A Simple Solution: An ERAS Protocol Checklist
Rather than suggest a solution as complex as the problem, we’d like to suggest something simple. We believe An ERAS protocol checklist represents a small portion of a solution. It has been almost a decade since Atul Gawande, MD, released The Checklist Manifesto. The book features an alluring idea: What if the medical innovation we need isn’t a groundbreaking new drug or whiz-bang technology. What if it’s a standard operating procedure, a modest checklist?

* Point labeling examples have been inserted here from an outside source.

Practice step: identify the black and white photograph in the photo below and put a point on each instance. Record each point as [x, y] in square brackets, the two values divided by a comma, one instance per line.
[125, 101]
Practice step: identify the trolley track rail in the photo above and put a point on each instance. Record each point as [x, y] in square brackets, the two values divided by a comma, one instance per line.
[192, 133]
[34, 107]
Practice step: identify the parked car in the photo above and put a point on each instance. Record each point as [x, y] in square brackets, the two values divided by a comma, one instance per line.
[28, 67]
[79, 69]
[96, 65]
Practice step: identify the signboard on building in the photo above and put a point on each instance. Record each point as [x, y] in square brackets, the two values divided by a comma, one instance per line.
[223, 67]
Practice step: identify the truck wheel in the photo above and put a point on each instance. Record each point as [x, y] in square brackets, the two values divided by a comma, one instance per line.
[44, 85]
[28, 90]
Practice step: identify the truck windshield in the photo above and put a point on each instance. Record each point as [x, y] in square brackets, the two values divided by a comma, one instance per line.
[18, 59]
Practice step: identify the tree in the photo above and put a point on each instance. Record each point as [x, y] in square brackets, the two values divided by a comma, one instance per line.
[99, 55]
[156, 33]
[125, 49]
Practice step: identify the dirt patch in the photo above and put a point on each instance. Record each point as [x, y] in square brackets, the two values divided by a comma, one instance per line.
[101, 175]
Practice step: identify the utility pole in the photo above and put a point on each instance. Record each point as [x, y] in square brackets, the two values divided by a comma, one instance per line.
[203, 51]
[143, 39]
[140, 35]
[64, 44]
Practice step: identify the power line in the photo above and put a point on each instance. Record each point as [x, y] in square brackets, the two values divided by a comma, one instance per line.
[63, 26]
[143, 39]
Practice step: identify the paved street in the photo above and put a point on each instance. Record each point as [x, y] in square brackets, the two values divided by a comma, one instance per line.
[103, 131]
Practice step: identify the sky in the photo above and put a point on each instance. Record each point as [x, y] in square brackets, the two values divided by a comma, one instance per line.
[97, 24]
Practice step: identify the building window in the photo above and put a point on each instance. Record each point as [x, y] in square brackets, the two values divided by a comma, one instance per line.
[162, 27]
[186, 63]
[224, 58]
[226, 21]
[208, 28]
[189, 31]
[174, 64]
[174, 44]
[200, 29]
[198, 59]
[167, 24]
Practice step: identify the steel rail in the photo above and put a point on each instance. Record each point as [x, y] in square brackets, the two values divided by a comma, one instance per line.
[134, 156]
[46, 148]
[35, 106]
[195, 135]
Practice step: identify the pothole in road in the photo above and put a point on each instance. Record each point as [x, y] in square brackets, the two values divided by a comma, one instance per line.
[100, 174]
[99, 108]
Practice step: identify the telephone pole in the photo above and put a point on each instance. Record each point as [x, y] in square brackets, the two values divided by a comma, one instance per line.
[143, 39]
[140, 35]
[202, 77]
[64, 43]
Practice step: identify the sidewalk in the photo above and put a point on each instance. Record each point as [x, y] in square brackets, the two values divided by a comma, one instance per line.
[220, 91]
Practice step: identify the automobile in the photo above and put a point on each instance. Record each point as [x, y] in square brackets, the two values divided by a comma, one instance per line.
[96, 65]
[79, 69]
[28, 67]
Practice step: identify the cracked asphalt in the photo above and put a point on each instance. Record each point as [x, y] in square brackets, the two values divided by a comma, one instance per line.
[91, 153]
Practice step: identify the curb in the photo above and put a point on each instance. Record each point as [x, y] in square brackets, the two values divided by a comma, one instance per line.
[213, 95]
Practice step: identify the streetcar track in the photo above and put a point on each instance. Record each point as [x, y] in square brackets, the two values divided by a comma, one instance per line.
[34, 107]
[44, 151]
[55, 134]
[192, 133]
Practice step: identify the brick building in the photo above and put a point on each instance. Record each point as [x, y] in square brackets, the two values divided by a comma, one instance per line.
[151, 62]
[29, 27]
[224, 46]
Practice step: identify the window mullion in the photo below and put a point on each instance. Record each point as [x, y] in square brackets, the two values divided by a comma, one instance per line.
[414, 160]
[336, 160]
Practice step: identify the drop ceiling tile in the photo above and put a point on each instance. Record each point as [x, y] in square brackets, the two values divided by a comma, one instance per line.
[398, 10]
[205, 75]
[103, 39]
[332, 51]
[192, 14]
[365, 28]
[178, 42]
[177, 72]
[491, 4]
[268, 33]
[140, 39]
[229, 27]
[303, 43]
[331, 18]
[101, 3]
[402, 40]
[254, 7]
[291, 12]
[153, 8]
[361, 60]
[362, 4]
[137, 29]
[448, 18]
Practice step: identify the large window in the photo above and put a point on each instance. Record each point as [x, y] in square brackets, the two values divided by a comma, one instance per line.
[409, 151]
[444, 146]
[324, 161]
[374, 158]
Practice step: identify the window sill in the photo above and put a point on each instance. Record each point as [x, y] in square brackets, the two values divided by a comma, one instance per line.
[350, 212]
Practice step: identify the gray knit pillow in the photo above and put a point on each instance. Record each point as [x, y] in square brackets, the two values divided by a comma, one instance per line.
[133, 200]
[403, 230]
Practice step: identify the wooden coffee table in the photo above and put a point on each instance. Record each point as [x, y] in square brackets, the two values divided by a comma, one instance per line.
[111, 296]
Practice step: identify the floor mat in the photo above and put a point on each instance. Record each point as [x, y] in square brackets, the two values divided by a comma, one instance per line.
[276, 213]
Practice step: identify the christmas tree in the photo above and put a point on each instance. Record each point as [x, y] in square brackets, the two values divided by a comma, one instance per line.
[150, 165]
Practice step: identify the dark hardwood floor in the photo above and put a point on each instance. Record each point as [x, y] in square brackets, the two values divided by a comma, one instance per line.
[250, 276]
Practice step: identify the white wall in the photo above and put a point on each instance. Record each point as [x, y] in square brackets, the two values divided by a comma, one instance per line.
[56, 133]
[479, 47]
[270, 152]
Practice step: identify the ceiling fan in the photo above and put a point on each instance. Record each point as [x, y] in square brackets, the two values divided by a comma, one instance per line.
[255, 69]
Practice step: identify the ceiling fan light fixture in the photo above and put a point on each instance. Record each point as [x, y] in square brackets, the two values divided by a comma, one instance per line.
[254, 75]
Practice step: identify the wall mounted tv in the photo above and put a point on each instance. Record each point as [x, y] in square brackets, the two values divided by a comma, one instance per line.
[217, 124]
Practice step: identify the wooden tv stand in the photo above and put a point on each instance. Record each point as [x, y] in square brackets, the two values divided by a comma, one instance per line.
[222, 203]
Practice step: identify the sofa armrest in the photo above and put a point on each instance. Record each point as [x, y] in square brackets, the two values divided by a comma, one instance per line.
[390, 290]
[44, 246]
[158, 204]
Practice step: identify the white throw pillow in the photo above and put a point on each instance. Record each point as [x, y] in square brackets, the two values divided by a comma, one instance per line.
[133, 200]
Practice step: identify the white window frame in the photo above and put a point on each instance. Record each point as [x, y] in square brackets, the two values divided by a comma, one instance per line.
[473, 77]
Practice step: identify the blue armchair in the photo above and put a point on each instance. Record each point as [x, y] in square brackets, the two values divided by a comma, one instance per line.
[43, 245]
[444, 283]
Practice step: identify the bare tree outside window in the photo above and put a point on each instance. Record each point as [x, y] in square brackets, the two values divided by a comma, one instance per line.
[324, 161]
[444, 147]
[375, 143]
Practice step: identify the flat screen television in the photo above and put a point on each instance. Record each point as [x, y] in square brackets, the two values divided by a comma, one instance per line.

Checklists first rose to prominence as a safeguard for keeping gigantic airplanes in the sky. A checklist solved easily-overlooked yet critically-important steps in successfully in flying a new model of plane. Checklists have been deployed to similarly dramatic effect in healthcare. They cut infection rates, reduced patient pain and suffering, and saved lives. ERAS protocols represent one category of checklists. But it’s an important category designed to optimize the surgery and recovery experience for patients.
The Ease of Checklists
To put it bluntly, checklists make screw-ups less likely. What are the common screw-ups in surgery? Infections and complications that lead to reoperations headline the list. But what about failing to give a patient information widely known to improve his or her surgical experience? Say, for instance, instructions about eating and drinking prior to surgery? Or pain management? Or procedural options?
These process-oriented screw-ups amount to issues equal to, if not more troubling than, outcomes-oriented measures more commonly reported today. They lead to opioid addiction. And they lead to unnecessarily long post-surgical recovery. They also lead to substantial economic costs and waste. A checklist that implements the ERAS protocol can change that when it comes to surgery.
The idea of checklists has been with us for nearly 100 years. They can keep planes out of trouble. So they can also keep your loved ones, your coworkers, your plan’s members and others from experiencing bad surgical outcomes as well.